The average of this set are taken as the parameters of the average system. We assume that in the short-term there are no changes in the performance of individual resources. Thus, for the remainder of this section we use the terms resource dynamics and resource availability interchangeably.
Local Resources – – – – – – – – – c1 c2 c3 c4 c5 c6 c7 c8 c9 c10 c11 c12 c13 c14 c15 64 64 92 Figure 4. Throughout this section we use the following terminology. We also investigate the notion of groups of unavailabilities, which we call correlated failures. Compared to traditional resource availability models [Tan93; Gra90; Zha04], ours adds the necessary link between the failures and the clusters where they occur.

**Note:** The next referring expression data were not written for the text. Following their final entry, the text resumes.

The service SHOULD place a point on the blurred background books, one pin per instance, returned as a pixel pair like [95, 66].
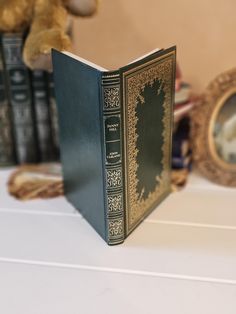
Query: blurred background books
[28, 115]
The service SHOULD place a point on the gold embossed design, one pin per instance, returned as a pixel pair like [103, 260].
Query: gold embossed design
[114, 178]
[115, 228]
[134, 83]
[111, 97]
[114, 203]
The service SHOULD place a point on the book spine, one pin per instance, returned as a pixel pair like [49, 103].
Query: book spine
[54, 117]
[20, 99]
[7, 156]
[42, 115]
[112, 132]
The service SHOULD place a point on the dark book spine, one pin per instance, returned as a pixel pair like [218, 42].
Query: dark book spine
[42, 115]
[53, 117]
[7, 156]
[112, 128]
[20, 99]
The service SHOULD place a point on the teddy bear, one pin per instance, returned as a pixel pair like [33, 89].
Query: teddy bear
[46, 22]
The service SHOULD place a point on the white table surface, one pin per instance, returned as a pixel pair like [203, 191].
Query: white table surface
[181, 259]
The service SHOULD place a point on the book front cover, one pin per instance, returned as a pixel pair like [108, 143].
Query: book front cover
[148, 91]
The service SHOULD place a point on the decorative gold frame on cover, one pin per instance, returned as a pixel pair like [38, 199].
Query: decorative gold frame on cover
[205, 117]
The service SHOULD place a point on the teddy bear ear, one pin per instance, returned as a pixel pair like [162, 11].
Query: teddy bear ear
[81, 7]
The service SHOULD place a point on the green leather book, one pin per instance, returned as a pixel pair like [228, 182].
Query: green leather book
[115, 138]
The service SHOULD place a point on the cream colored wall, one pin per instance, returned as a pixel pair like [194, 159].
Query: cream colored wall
[204, 32]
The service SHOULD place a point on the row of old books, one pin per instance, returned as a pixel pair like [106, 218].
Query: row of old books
[181, 148]
[28, 117]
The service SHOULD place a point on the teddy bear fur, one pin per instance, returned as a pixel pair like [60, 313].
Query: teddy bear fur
[46, 21]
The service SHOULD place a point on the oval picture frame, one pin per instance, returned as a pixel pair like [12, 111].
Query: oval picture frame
[204, 117]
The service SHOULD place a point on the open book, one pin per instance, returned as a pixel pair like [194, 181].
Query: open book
[115, 137]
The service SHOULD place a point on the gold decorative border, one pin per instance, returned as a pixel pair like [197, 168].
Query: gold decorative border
[203, 118]
[134, 81]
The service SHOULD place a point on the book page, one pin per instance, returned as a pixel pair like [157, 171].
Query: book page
[93, 65]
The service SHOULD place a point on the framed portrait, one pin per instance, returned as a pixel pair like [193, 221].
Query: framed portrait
[214, 130]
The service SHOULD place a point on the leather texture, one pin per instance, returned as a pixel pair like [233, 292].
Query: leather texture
[78, 99]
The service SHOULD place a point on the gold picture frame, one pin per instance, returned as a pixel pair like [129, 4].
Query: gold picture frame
[209, 120]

Observed No. Each cluster comprises a set of dual-processor nodes; we use in this section the terms node and resource interchangeably. The number of processors per cluster is valid for 12 December, The traces record availability events with the following data: the node whose availability state changes i. Together, these traces comprise more than half a million individual availability events.
We follow the steps of the modeling process described in Section 4. For the analysis part, we consider three levels of data aggregation: the grid, the cluster, and the node level. The grid level aggregates un availability events for all the nodes in the grid. Similarly, the cluster level aggregates un availability events for all the nodes in the cluster.
The two curves are indistinguishable: failures are always followed by repairs. Analysis Results Figure 4. For both graphs, the left parts depict data for , and the right parts depict data for Thus, the ability of the grid to run grid-wide parallel jobs with a runtime above 20 minutes is questionable.
As expected, this value is much higher than the MTBF at the grid level. However, some nodes fail only once or even never during this period. Months after this, the now year-old Rancic departed E! Information and toy firm Mattel went on to launch a doll impressed by Zendaya with an identical purple carpet look and along with her gorgeous dreadlocks included. I hope that others negatively affected by her phrases may also discover it of their hearts to just accept her apology as nicely.
Martin Luther King, Jr. Along with new episodes of Euphoria coming our approach, Zendaya will probably be seen in Spider-Man: No Manner Dwelling which arrives in cinemas in December. Get in contact with us at webcelebs trinitymirror.